FDIC action promised
Chairman Tanoue doesn't intend to sit back and let this happen. She promised action designed to break or alter this cycle. First, FDIC staff has begun working to open dialogues between the institutions it regulates, state regulators, and community groups. The goal is to develop guidance that will become a code of best practices - lending practices and products that are designed to meet the needs of elderly, minority, and lower-income borrowers. These best practices would also help banks guard against predatory lending practices.
Second, FDIC will hold public forums across the country in which all involved parties can discuss the problem and develop solutions, including steps the government can take to protect consumers.
Finally, Tanoue promised to reach out to fellow regulators, and state and city officials. Chairman Tanoue also promised to work more closely with the Federal Trade Commission which is the primary federal regulator of the companies engaging in predatory lending.

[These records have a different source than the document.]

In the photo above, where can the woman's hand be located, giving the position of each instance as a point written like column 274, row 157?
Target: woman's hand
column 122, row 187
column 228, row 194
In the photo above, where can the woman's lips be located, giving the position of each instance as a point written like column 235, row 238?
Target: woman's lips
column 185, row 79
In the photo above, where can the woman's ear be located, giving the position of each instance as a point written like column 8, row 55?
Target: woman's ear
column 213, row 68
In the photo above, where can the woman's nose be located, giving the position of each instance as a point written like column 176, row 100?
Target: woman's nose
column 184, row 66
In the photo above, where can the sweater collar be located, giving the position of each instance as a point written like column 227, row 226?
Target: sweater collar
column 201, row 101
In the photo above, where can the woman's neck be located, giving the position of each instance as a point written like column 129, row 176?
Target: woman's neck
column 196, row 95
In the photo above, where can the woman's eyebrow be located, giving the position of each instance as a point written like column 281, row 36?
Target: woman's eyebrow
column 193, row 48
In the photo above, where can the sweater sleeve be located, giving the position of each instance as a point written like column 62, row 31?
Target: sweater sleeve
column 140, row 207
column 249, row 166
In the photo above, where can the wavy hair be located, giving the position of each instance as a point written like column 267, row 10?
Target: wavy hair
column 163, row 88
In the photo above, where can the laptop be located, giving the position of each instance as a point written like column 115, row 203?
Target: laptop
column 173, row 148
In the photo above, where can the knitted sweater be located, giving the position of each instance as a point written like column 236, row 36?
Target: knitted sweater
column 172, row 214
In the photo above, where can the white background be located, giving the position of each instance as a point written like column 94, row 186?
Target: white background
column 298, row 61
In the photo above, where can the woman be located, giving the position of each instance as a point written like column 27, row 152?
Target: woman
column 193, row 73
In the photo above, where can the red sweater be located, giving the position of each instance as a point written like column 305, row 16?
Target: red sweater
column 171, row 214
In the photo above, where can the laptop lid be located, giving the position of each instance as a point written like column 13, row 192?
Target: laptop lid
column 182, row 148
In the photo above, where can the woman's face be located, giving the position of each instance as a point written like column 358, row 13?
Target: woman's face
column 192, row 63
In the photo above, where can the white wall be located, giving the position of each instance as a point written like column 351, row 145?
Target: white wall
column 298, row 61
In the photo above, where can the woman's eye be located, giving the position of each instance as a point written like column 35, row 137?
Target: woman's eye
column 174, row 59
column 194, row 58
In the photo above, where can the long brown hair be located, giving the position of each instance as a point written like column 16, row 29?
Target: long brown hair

- Use compliance disclosures to explain the costs of credit to your customers. In particular, show customers how to use the TIL and HUD-1 to identify credit costs and avoid predatory loans.
- Create a culture of "come see us" by encouraging customers to bring in their problems before they become a credit problem.
- Review marketing and cross-selling techniques used in your bank and evaluate them for fairness or predatory elements.
- This is an ideal opportunity - and need - for education. Create an alliance with your community groups to educate low-income home-owners about predatory lending.
- Offer a free loan evaluation service at your bank. Encourage customers to bring their loan solicitations to the bank for evaluation and comparison to their existing loan.